This is what Ancestry.Com has.
CONNOLLY Name Meaning and History
Irish: Anglicized form of Gaelic Ó Conghaile ‘descendant of Conghal’, a name meaning ‘hound valiant’ or of Ó Conghalaigh ‘descendant of Conghalach’, a derivative of Conghal; the two surnames have long been confused. Another possible origin is the West Cork name Mac Coingheallaigh (or Ó Coingheallaigh) ‘son (or ‘descendant’) of Coingheallach’, a personal name meaning ‘faithful to pledges’.
Dictionary of American Family Names, Oxford University Press, ISBN 0-19-508137-4
An error can be in your assumption if you feel there is only one Connolly family. When surnames were taken or assigned in Europe during the last millennium it wasn't done to identify a man as a member of a family but for taxation purposes. When they got through it wasn't impossible for legitimate sons of the same man to have a different surname and still each could have shared their surname with others with no known relationship. Most Irish and Scottish names are patronymics. The prefixes Mc, Mac, Fitz means son of. The prefix O means descendant or grandson of. Many have dropped the prefixes. But here is the situation, I had a person once asked me about someone named O'Brien if he was a descendant of Brian Boru. I simply stated, "I don't know." A priest named O'Connell said there was more than one Brian that had descendants. I knew someone in the line of O'Connor and she told me there was more than one Connor that had descendants.
A lot of people get taken in by surname product peddlers. There has recently been an ad on TV for a company selling framed surname histories which is somewhat shady for the reasons I stated above. The funny thing the man in the ad states "a" coat of arms will be on it, not "your" coat of arms. You see on TV the FCC can slap a company hard for fraudulent advertising. The FCC has no control over the internet or some merchant with a booth in your local shopping malls selling coats of arms(they use the misnomer "family crest" which is only part of a coat of arms). The surname product business if a big scam.

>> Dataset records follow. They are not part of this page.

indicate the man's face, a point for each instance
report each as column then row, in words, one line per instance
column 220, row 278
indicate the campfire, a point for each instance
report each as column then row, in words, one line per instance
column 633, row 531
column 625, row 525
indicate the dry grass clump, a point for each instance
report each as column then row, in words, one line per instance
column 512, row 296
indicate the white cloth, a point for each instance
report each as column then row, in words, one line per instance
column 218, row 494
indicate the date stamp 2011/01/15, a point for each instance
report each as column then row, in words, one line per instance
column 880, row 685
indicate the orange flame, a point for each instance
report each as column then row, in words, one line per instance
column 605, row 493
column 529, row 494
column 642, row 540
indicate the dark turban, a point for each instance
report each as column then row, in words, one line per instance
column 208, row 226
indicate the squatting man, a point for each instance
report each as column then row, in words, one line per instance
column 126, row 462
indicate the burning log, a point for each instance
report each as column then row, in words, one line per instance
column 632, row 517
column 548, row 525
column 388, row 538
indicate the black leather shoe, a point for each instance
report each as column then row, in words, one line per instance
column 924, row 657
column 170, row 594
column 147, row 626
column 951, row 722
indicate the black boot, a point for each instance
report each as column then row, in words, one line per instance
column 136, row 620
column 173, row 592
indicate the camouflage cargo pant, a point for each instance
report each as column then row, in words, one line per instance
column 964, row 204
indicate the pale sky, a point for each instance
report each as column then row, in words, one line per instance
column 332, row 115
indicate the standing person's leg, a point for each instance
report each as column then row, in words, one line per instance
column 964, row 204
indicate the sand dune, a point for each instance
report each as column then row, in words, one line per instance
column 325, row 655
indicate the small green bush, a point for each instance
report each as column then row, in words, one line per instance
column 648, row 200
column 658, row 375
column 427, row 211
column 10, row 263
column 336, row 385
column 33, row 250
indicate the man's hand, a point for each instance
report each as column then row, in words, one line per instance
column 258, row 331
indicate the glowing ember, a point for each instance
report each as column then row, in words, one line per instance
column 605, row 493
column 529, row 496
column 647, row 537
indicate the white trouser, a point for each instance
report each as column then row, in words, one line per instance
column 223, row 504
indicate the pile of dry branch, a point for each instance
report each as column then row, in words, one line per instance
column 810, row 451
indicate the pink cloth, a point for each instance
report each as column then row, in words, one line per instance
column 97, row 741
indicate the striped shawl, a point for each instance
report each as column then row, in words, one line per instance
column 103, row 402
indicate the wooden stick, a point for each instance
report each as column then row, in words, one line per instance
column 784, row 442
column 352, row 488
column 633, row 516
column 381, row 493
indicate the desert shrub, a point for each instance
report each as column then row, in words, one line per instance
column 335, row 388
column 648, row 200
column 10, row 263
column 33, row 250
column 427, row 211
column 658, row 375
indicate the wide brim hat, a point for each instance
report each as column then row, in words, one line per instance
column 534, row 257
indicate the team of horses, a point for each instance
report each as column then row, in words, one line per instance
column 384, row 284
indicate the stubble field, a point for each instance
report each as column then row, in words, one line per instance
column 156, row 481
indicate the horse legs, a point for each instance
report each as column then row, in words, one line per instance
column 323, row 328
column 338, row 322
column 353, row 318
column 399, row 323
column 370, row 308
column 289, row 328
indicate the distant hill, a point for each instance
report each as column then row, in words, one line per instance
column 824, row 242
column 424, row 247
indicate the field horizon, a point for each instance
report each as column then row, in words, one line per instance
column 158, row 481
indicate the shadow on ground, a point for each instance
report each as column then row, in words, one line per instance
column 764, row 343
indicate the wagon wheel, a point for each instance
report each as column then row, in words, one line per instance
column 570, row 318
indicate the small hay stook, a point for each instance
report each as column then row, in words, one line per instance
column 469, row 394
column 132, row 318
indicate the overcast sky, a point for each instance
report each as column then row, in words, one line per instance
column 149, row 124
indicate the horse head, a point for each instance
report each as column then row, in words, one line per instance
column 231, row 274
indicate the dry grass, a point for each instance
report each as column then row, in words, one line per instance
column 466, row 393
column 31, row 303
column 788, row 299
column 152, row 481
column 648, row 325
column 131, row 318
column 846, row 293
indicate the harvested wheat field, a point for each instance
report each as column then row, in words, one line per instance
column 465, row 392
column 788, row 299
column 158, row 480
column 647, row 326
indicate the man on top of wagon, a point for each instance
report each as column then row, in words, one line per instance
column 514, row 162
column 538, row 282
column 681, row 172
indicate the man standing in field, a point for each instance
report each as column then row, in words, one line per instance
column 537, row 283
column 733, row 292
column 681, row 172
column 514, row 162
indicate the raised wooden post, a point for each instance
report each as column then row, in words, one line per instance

Now, we are no doubt all related if we go back far enough but as someone said your chances of being related to someone with an entirely different surname are frequently just as good if not better than your chances of being related to someone with the same surname. You have 2 parents, 4 grandparents, 8 great grandparents, 16 great great grandparents and it keeps doubling and eventually pyramids big time. There is a time the first part of the last millennium, the number of greats you put in front of grandparents, if they were all a different person, they would outnumber the population of the world at that time. So if you are married, you are no doubt married to cousin, it is just a matter of how many times your spouse is a cousin and if you can find the documentation to prove it.
If your question attracts someone to give you a link to a surname product peddler like House of Names or AllFamilyCrest realize they are just trying to sell you something. They sell coats of arms like they belong to everyone with the same surname and they don't.